Given the question for these two answers, now the main question is: what solution is there to overthrow this government?
The answer can be sought in Israel’s motivation, the fragmentation of the Islamic Republic, and the agitation of the people at critical moments.
After the June attack and seeing the weakness of the Islamic Republic’s power, Israel turned to a project of overthrow, and in the next attack, its goal is to eliminate the leaders of the Islamic Republic, or simply to behead the Islamic Republic. This issue has created panic among the officials of the Islamic Republic. They know that if the leaders are eliminated, the Islamic Republic may face an immediate collapse and all of their lives will be in danger.

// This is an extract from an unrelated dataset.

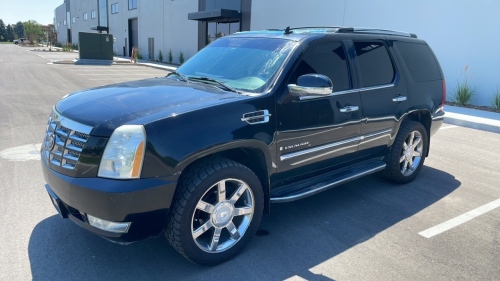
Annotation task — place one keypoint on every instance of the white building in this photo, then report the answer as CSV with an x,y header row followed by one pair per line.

Khamenei has made his choice: resistance until the last moment and a heroic death. He is at the end of his life and is suffering from mental illusions and wants to sacrifice himself for his delusional apocalyptic ideals. But most of the officials of the Islamic Republic do not have this view and in the middle of the next Israeli attack, there is a high probability that either Israel will kill Khamenei and the senior officials will carry out a coup at that moment or in the middle of the next attack, the officials will force Ayatollah Khamenei to resign or kill him out of fear for the future. In both cases, a coup within the government will occur, the probability of which is very high considering Khamenei’s suicidal behavior. This coup could save the lives of the officials of the Islamic Republic and make agreements with the West that the West will certainly accept and end the war and the Islamic Republic will continue.
Another possibility is that in the middle of the next war, with Khamenei and senior officials killed, people, albeit in small numbers, will take to the streets and mix war and demonstrations. As the protests continue, more people will join the protests throughout Iran, and the Islamic Republic will be overthrown instantly.
Of these two options, one will happen and the other is unlikely. As long as Khamenei is alive, the system of repression will operate at full strength and suppress any protest, so the other options are out of the question.
The future is either in the hands of coup plotters within the Islamic Republic and a change in the course of the Islamic Republic, or public protest in the next possible attack and the immediate overthrow of the Islamic Republic.
The balance so far is in favor of a coup during the war and the killing or removal of Ayatollah Khamenei by the authorities of the Islamic Republic. This is because the survival motive for the authorities of the Islamic Republic to take immediate action is stronger than the collective motivation of the Iranian people to overthrow the Islamic Republic.